The leaders of the European Parliament’s main parties on Saturday condemned Hungarian Prime Minister Viktor Orban for “openly racist” comments he made about racial mixing.
The group in a statement said Orban’s warning last week against creating “peoples of mixed race” was “unacceptable” and breached the values enshrined in EU treaties.
A European Parliament spokeswoman said the declaration was adopted on Friday with a “very large” majority.
The parliament leaders also urged the European Commission and the European Council to condemn Orban’s statement “in the strongest terms”.
European Commission chief Ursula von der Leyen, without explicitly mentioning Orban, stressed on Saturday that “all EU member states, including Hungary, have subscribed to global common values” which are “non-negotiable”.

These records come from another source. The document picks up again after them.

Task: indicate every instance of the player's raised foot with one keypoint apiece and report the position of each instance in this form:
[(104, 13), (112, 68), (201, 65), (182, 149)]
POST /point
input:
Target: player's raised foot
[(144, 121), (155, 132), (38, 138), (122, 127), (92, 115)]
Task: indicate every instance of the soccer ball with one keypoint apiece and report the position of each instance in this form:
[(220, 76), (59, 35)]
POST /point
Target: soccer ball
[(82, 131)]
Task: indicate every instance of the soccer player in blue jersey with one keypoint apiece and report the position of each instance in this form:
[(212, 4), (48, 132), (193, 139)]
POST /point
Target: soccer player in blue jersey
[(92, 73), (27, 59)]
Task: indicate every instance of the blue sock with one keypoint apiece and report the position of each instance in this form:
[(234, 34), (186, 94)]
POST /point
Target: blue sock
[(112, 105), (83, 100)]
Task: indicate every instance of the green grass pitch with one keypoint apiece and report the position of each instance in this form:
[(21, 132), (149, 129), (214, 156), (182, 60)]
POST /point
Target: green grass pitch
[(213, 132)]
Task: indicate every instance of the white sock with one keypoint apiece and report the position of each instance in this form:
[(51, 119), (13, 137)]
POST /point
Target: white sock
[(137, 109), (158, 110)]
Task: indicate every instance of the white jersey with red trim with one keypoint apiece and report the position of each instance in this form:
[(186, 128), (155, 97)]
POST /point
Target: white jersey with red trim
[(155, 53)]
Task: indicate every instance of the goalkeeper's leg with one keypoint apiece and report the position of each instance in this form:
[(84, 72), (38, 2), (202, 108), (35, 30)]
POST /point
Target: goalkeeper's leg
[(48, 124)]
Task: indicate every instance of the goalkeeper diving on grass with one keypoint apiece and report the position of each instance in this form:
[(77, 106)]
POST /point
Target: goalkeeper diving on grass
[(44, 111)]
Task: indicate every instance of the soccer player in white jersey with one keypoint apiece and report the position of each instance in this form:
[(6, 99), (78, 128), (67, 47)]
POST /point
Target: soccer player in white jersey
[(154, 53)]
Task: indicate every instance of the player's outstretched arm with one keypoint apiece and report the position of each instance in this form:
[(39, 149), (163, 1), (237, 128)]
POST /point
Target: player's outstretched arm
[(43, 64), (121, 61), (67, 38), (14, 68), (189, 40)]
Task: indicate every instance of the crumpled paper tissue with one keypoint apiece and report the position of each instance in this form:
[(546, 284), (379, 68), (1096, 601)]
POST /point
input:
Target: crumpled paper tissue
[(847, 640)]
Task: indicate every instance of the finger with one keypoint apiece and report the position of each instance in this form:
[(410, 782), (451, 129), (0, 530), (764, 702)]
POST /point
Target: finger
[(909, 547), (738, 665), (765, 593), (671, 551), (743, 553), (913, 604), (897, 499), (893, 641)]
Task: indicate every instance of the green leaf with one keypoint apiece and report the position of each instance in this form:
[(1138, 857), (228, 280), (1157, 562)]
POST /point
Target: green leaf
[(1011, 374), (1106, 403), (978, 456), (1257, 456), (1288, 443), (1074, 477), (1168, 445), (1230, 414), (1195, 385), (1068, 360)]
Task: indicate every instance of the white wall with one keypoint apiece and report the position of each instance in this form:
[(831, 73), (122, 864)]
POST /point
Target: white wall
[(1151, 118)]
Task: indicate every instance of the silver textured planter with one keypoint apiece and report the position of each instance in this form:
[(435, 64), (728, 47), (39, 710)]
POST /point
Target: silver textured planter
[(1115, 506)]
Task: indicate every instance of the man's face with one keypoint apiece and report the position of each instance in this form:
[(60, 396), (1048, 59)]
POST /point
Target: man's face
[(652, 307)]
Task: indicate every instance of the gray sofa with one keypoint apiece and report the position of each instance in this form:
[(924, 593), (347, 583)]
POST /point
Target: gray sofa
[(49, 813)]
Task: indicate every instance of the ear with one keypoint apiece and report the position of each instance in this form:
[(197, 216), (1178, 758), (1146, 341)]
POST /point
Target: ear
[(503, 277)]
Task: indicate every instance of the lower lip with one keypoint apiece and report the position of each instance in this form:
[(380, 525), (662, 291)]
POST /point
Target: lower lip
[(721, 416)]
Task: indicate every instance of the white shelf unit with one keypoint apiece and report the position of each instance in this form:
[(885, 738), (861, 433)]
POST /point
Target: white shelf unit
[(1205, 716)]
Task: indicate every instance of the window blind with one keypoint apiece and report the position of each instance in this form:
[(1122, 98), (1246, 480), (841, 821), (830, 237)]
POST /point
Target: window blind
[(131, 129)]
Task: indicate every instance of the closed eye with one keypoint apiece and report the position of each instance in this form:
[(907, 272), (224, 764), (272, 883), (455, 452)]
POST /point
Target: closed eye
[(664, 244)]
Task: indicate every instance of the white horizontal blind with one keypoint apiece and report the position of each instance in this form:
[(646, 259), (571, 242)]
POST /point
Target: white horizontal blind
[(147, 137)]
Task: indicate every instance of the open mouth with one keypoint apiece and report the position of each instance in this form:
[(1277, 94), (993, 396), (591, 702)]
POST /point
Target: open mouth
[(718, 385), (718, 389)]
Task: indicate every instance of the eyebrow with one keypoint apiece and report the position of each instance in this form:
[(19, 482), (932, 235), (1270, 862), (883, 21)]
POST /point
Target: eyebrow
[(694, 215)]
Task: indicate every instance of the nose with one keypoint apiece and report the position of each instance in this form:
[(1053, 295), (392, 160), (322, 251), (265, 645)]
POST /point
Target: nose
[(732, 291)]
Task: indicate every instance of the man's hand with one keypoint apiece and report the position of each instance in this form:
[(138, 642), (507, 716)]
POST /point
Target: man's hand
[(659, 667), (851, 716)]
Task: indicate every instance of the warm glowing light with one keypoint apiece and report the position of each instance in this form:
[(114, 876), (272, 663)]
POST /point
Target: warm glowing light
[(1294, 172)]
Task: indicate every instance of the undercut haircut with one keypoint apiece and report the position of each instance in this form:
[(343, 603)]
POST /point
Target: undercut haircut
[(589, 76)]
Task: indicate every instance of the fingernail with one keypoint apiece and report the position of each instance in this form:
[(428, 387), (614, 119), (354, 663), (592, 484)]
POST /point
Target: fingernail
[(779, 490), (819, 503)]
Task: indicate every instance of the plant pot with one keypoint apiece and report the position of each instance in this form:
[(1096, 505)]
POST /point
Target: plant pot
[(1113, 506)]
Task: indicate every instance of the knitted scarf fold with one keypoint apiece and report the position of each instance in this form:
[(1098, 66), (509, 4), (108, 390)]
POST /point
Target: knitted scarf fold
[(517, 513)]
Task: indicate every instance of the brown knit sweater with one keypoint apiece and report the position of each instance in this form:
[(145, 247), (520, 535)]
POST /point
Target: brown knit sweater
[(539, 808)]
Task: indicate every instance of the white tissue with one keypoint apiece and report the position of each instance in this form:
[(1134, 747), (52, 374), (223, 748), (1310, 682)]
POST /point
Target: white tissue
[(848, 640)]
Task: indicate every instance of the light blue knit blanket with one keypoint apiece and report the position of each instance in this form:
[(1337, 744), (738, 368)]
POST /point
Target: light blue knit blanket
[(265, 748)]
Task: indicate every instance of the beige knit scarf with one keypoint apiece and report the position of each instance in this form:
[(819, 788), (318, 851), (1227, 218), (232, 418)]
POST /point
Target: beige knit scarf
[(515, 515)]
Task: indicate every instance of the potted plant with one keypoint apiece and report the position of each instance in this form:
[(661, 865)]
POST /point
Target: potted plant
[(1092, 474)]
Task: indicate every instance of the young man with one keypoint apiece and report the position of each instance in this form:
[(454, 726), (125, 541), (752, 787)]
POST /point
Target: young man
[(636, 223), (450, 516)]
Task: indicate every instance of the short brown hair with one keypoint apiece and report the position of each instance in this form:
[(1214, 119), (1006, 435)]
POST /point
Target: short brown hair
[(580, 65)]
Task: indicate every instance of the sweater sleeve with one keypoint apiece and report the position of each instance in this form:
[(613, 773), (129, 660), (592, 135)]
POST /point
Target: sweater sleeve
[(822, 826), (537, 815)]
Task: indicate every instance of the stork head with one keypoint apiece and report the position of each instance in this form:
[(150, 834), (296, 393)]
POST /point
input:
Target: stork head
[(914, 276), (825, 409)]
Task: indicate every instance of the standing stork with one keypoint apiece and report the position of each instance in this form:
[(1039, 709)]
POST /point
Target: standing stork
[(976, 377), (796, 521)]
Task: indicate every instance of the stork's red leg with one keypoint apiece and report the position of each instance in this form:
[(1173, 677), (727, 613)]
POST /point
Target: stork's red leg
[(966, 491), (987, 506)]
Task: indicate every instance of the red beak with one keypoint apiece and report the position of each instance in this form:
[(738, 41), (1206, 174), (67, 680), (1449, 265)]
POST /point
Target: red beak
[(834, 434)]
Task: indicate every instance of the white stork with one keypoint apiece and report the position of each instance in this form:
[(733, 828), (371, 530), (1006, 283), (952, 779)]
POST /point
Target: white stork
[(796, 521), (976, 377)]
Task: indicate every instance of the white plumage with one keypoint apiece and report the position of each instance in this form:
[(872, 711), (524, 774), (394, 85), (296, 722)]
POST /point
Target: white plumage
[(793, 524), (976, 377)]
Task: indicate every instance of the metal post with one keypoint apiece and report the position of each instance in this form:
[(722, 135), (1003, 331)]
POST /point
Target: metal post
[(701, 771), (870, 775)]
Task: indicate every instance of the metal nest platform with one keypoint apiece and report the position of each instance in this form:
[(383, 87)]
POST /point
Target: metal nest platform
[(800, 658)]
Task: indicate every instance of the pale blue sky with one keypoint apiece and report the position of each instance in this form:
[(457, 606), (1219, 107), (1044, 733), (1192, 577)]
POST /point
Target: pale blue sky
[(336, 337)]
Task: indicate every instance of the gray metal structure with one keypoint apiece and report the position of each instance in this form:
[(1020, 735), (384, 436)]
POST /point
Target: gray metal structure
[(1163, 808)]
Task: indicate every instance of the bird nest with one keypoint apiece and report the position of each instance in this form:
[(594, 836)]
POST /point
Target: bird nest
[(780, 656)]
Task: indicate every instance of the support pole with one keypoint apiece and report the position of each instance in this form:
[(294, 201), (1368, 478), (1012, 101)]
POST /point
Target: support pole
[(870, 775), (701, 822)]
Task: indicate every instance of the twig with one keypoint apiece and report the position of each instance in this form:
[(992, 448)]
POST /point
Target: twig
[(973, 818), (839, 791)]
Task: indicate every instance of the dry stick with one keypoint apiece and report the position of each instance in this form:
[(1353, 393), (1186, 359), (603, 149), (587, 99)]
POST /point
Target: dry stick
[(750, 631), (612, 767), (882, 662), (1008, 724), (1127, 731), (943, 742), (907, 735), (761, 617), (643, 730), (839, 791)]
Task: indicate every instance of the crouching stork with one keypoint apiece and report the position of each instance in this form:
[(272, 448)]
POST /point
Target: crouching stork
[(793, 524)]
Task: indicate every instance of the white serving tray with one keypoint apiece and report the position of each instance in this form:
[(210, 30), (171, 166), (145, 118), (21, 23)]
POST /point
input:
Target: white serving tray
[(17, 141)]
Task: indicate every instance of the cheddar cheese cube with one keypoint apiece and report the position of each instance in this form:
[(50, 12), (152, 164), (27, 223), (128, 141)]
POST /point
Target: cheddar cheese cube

Of the EU parliament party leaders, only the right-wing European Conservatives and Reformists Group opposed the decision to condemn Orban’s comments, according to a parliament source.
MEPs from Orban’s nationalist Fidesz party have been unaffiliated with any of the major EU parliament groupings since their split from the traditional right-of-centre European People’s Party.
The Hungarian leader’s remarks sparked widespread backlash outside the offices of the EU, including from the International Auschwitz Committee, while the United States called them “inexcusable” and reminiscent of the Nazi era.